I really enjoy one aspect of “Mischief Night,” and it’s the two scene walk on role by Malcolm McDowell. I mean seriously, who walks around various neighborhoods to quiz people about Halloween and warn them about not opening their doors? Who in the world has that much time? For all intents and purposes, director Travis Baker makes damn good use of the extra money he spent on McDowell’s appearance. Sure the man has nothing to do in the movie, but he’s in there, come hell or high water.

Is he a cop? Is he a priest? Is he just a religious nut? I’ll be damned if we ever find out for sure, but he’s there to provide exposition for the audience and chew the scenery for a few minutes. That said, “Mischief Night” is a dull movie. It’s tedious, monotonous, and thinks it’s being clever with its surprise twist, but it’s not. You have to wade through ninety minutes of no story and zero events just to get to the twist, and by then you likely have fallen asleep or exercised the fast forward button excessively. It’s Mischief Night, the night before Halloween where the ghouls and goblins come out to play, and the time of the month is most dangerous.

Brook Anne Smith plays Kaylie, a young woman babysitting for a toddler for Mischief night.
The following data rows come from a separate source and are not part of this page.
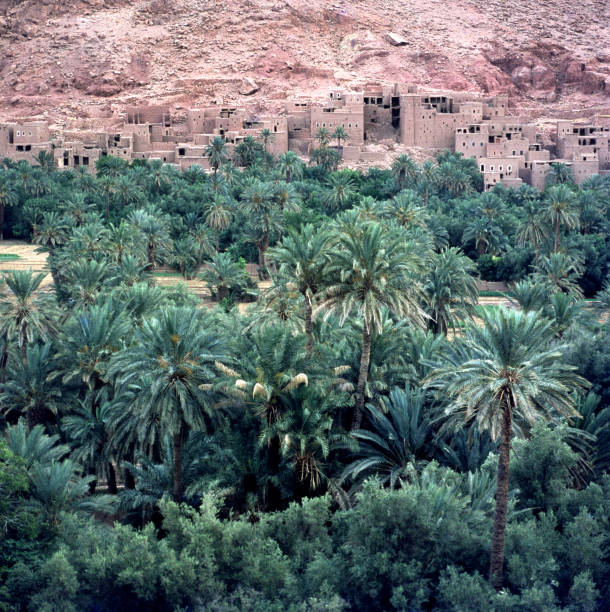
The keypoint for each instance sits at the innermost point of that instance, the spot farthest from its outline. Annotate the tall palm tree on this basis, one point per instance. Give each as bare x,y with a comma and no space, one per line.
405,171
290,166
8,197
560,211
428,179
342,187
173,360
27,390
26,312
219,214
261,206
267,137
509,376
153,225
301,258
222,275
560,272
322,135
371,268
450,289
529,295
45,160
401,433
532,229
340,135
216,151
559,174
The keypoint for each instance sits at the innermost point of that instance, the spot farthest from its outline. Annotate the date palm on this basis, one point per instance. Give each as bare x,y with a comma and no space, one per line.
261,206
401,433
405,171
8,197
222,275
532,229
340,135
509,376
560,211
342,188
450,289
301,258
559,272
217,154
290,166
27,390
26,313
370,269
218,216
173,360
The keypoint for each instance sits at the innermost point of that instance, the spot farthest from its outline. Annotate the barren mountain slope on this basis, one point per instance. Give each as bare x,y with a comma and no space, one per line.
98,57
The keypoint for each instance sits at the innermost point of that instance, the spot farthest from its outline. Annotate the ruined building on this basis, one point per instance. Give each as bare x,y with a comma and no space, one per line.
506,147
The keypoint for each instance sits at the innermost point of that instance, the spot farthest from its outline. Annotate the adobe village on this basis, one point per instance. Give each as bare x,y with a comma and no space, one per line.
508,148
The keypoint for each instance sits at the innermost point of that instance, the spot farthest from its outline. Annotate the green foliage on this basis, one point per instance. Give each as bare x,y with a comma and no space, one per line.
224,436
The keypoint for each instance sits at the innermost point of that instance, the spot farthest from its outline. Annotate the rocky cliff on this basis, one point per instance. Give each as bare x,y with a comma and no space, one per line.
95,58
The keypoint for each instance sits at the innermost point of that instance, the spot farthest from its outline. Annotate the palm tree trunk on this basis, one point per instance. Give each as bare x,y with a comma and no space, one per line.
556,247
363,374
308,325
112,488
496,561
177,490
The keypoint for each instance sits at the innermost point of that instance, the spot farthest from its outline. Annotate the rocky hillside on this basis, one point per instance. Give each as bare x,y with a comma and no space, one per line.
93,58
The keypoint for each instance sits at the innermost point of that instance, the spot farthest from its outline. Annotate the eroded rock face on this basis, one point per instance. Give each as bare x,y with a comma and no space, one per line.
79,57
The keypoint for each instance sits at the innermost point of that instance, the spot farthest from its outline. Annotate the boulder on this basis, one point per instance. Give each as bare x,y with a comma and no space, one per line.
395,39
543,77
248,87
That very night a group of pranksters are wreaking havoc around her neighborhood and a masked killer has decided to set their sights on her. Surely enough much of the events play out with about as far fetched a pitch a possible, as the two begin playing a cat and mouse game, resulting in a bond that the pair can’t really describe. I can’t describe it either lest I ruin the big ending for you; but much of it results in tedious back and forth dialogue between the pair and none of it ever escalates in to terrors.

There’s nothing worse than a boring horror movie, and “Mischief Night” achieves maximum boredom at all times. Surely the performances by the cast are strong, but that doesn’t compensate for a film lacking in just about every trope a slasher should strive to work for. The body count is low, and the thrills are about rock bottom. I would have found the ending to be a shocker if the film would have used its setting and set piece well, but there’s simply nothing here to enjoy, save for the adorable Smith, who plays sexy Kaylie. In the end, “Mischief Night” is another misguided Halloween themed horror movie.